One year later, the merger was off, Radian share prices were in steep decline—tumbling below $1 a share in August—and Standard and Poor’s had downgraded the group’s credit rating from A- to BBB. The US subprime mortgage crisis had hit hard.
“We are in the credit risk business. As you can imagine, we have had to deal with a lot of challenges the last year,” says Radian CEO S.A. Ibrahim, who spoke at the annual Wharton Leadership Conference last month. He noted that Radian Group’s total credit and default risk exposure stands at approximately $160 billion, with $45 billion of that coming from the group’s mortgage insurance subsidiary, Radian Guaranty. Radian Group has more than 800 employees and offices in Australia, Hong Kong, London and New York, according to the company’s website.
While dealing with regular-sized challenges is difficult even in good times, Ibrahim says: “Dealing with greater challenges—while at the same time your stock price is down—is more difficult than you can imagine. But deal we must. Persevere we must.”
Today the subprime crisis “has turned into a raging housing-credit- and-capital-markets storm of global proportions,” he says. “It is a storm that has engulfed many large and small companies and a storm whose passing is likely to permanently alter the housing, credit and risk markets in ways that remain to be seen.” The two key questions industry leaders now face are when the storm will pass and what the landscape will look like in its wake.

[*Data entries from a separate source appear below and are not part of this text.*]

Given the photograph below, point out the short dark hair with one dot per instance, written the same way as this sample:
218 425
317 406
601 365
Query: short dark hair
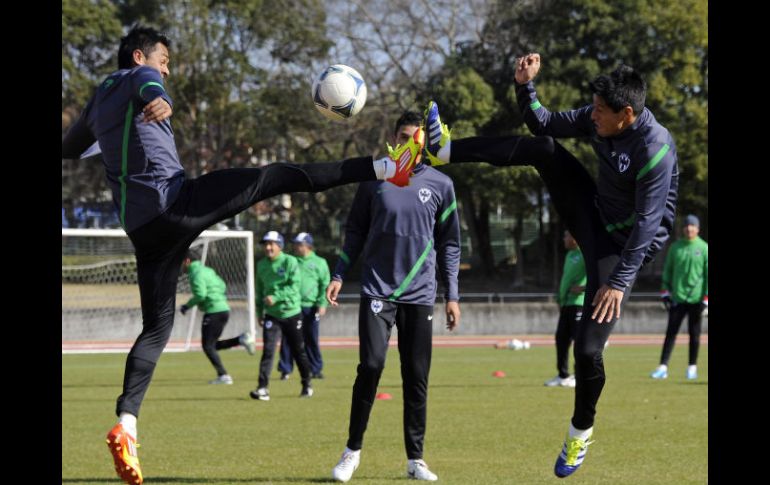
409 118
623 87
142 38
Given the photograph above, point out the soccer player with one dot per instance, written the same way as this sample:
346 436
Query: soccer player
279 312
685 292
408 238
163 211
314 278
620 221
570 299
209 295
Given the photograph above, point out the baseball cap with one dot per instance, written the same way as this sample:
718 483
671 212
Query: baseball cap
274 236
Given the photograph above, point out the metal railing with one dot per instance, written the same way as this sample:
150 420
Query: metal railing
511 297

According to Ibrahim, the role of a leader involves three things: setting the vision and direction, rallying the organization behind that direction, and then encouraging and rewarding extraordinary performance. “What separates a leader from a manager is the ability to inspire others to go beyond the limits that they and others may have set for them,” he says. And when it comes to inspiring people, says Ibrahim with a chuckle, “I’ve often found that an apt quote helps get people moving when they get stuck.”
The subprime crisis may be less emotionally stirring than, say, a terrorist attack or a natural disaster but it is no less of a testing ground for leaders. Speaking of how the Radian Group is handling the crisis, he says: “I never cease to be impressed by how our leaders constantly rise to deal with every situation we encounter. I’m also amazed at how new challenges breed new leaders. These are the leaders who will make the realization of a better tomorrow a reality for us.”